Houston-based CAMAC International Corporation (with $1.6 billion in sales) reported that the Listing and Quotations Committee of the Nigerian Stock Exchange approved an application for shares of its subsidiary, Allied Energy P.L.C., to be listed on the NSE once approved by the country's Securities and Exchange Commission.
Allied is an oil exploration and production company based in West Africa that focuses primarily on deepwater, offshore, and shallow water exploration in West African countries. Following the initial public offering, Kase L. Lawal, CEO of CAMAC, expects the company to maintain an approximate 65% to 70% interest in its subsidiary. Lawal expects the Allied IPO to generate more than $500 million and the company to have a market capitalization of $1.5 billion to $2 billion with 1.8 billion shares trading. The offering, fully underwritten by Nigerian investment banks, is expected to initially trade at about 40 cents per share. Pending approval, shares are expected to trade in the early fourth quarter.

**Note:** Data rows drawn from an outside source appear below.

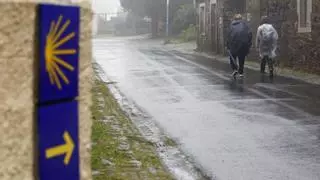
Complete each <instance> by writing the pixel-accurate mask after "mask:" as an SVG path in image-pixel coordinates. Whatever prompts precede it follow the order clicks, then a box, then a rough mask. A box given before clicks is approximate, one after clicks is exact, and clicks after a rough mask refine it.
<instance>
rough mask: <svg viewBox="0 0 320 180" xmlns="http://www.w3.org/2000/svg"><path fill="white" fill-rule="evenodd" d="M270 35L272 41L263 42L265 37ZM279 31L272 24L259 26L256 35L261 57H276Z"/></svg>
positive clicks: (262, 57) (256, 41)
mask: <svg viewBox="0 0 320 180" xmlns="http://www.w3.org/2000/svg"><path fill="white" fill-rule="evenodd" d="M266 35H270V37H271V43H270V44H268V43H265V42H263V37H264V36H266ZM277 41H278V33H277V31H276V30H275V29H274V27H273V26H272V25H271V24H262V25H261V26H259V27H258V30H257V36H256V47H257V49H258V50H259V55H260V57H261V58H263V57H264V56H268V57H269V58H274V57H276V50H277Z"/></svg>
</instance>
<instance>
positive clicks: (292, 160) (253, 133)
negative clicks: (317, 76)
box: [93, 38, 320, 180]
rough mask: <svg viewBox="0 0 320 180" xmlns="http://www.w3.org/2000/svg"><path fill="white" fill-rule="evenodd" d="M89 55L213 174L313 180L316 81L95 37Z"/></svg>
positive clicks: (284, 179) (318, 118) (318, 152)
mask: <svg viewBox="0 0 320 180" xmlns="http://www.w3.org/2000/svg"><path fill="white" fill-rule="evenodd" d="M93 43H94V58H95V60H96V61H97V62H98V64H99V65H101V67H102V68H103V70H104V71H105V73H106V74H107V76H108V77H109V78H110V79H111V80H112V81H116V82H117V86H118V88H119V89H120V90H121V91H122V93H123V94H125V96H127V97H128V98H130V99H132V100H134V101H135V103H136V104H138V105H139V106H140V107H142V108H143V109H145V110H146V111H147V112H148V113H149V114H151V115H152V116H153V117H154V119H155V120H156V121H157V123H158V124H159V126H160V127H161V128H162V129H164V131H166V133H168V134H169V135H170V136H171V137H172V138H174V139H176V140H177V141H178V143H179V144H180V145H181V147H182V149H184V151H186V152H187V153H188V154H190V155H192V156H193V158H194V159H195V160H196V161H197V163H198V164H200V165H201V167H202V168H203V170H204V171H205V172H206V173H207V174H208V175H210V176H212V177H213V178H214V179H218V180H220V179H221V180H264V179H275V180H319V179H320V110H319V105H320V86H316V85H311V84H308V83H304V82H302V81H297V80H293V79H288V78H283V77H275V78H274V80H273V81H271V80H270V79H269V78H268V77H264V78H262V77H261V76H260V74H259V73H258V72H255V71H253V70H248V69H247V70H246V77H245V78H244V79H243V80H236V81H234V80H232V79H231V78H230V75H229V74H230V69H229V66H228V64H225V63H222V62H218V61H213V60H211V59H208V58H204V57H200V56H199V57H197V56H195V55H188V54H183V53H180V52H178V51H174V50H170V51H168V50H165V49H163V47H162V46H161V45H159V44H157V43H154V42H153V41H151V40H141V39H140V40H127V39H125V38H115V39H95V40H94V41H93Z"/></svg>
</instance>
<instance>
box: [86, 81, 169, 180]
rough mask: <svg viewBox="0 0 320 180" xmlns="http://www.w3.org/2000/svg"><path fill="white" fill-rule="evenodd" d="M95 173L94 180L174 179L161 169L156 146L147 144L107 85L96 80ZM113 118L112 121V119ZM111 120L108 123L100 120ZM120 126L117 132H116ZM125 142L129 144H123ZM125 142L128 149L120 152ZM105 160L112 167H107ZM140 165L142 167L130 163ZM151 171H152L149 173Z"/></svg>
mask: <svg viewBox="0 0 320 180" xmlns="http://www.w3.org/2000/svg"><path fill="white" fill-rule="evenodd" d="M92 95H93V97H92V98H93V106H92V108H91V111H92V118H93V127H92V142H93V145H92V160H91V165H92V170H93V171H95V172H98V174H95V175H93V179H94V180H126V179H128V180H135V179H161V180H162V179H163V180H170V179H173V178H172V176H171V174H170V173H169V172H168V171H167V170H166V168H165V167H164V166H163V165H162V163H161V160H160V159H159V157H158V156H157V154H156V152H155V148H154V145H153V144H152V143H151V142H149V141H147V140H145V139H144V138H143V137H141V135H140V134H139V132H138V130H137V129H136V128H135V126H134V125H133V124H132V122H131V120H130V119H128V118H127V117H126V116H125V115H124V113H123V112H122V110H121V108H120V107H119V105H118V104H117V102H116V100H115V99H114V98H113V96H112V95H111V93H110V91H109V89H108V88H107V86H106V84H104V83H103V82H101V81H99V80H96V81H95V83H94V87H93V89H92ZM111 117H112V118H111ZM103 119H109V120H108V121H107V122H103V121H101V120H103ZM115 126H117V128H114V127H115ZM123 138H124V139H126V140H123ZM123 142H126V143H127V144H128V145H129V149H126V150H119V149H118V147H119V145H120V144H121V143H123ZM103 160H107V161H110V162H111V163H112V164H111V165H110V164H104V163H103ZM132 160H137V161H139V162H141V166H139V165H132V163H131V161H132ZM150 168H152V169H153V170H152V171H150Z"/></svg>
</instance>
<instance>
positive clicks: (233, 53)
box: [227, 14, 252, 77]
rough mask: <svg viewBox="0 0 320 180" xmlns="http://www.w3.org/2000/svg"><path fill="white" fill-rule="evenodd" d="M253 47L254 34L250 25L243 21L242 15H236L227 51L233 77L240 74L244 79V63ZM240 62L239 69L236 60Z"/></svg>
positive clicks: (227, 48)
mask: <svg viewBox="0 0 320 180" xmlns="http://www.w3.org/2000/svg"><path fill="white" fill-rule="evenodd" d="M251 46H252V32H251V30H250V28H249V26H248V24H247V23H246V22H245V21H244V20H242V16H241V14H236V15H235V16H234V20H233V21H232V22H231V25H230V30H229V33H228V37H227V49H228V53H229V56H230V64H231V68H232V70H233V72H232V76H234V77H235V76H236V75H237V74H238V73H239V75H240V77H243V69H244V62H245V59H246V56H247V55H248V54H249V51H250V48H251ZM237 59H238V61H239V67H238V65H237V63H236V60H237Z"/></svg>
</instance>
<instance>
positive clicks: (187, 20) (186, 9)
mask: <svg viewBox="0 0 320 180" xmlns="http://www.w3.org/2000/svg"><path fill="white" fill-rule="evenodd" d="M190 24H196V10H195V8H194V6H193V4H185V5H182V6H180V8H179V9H178V10H177V12H176V13H175V15H174V19H173V23H172V33H173V34H179V33H181V31H183V30H185V29H187V28H189V25H190Z"/></svg>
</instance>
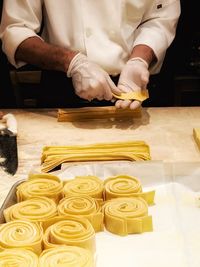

"The motivation is to grow our business in West Africa and to increase production," Lawal says. "But even more importantly for us is to be able to share the opportunities and the wealth that we've been able to achieve through our investment in West Africa and Nigeria especially." The stock exchange in Nigeria has been buoyant and among the fastest growing in the world, Lawal added.
The executive says he plans to take CAMAC public in the U.S. as well. "As the market conditions improve in the U.S. and Europe, we expect to have dual listings of our exploration and production assets that would include assets in Columbia and other countries at that time."
Lawal is optimistic about the impact of the IPO. "This may well start the bridge between Africa and America, between business, commerce, and trading," he says. "I suspect, with a successful listing there, we can testify to those who have the same ambitions. They can trade publicly in Nigeria while doing business in the U.S."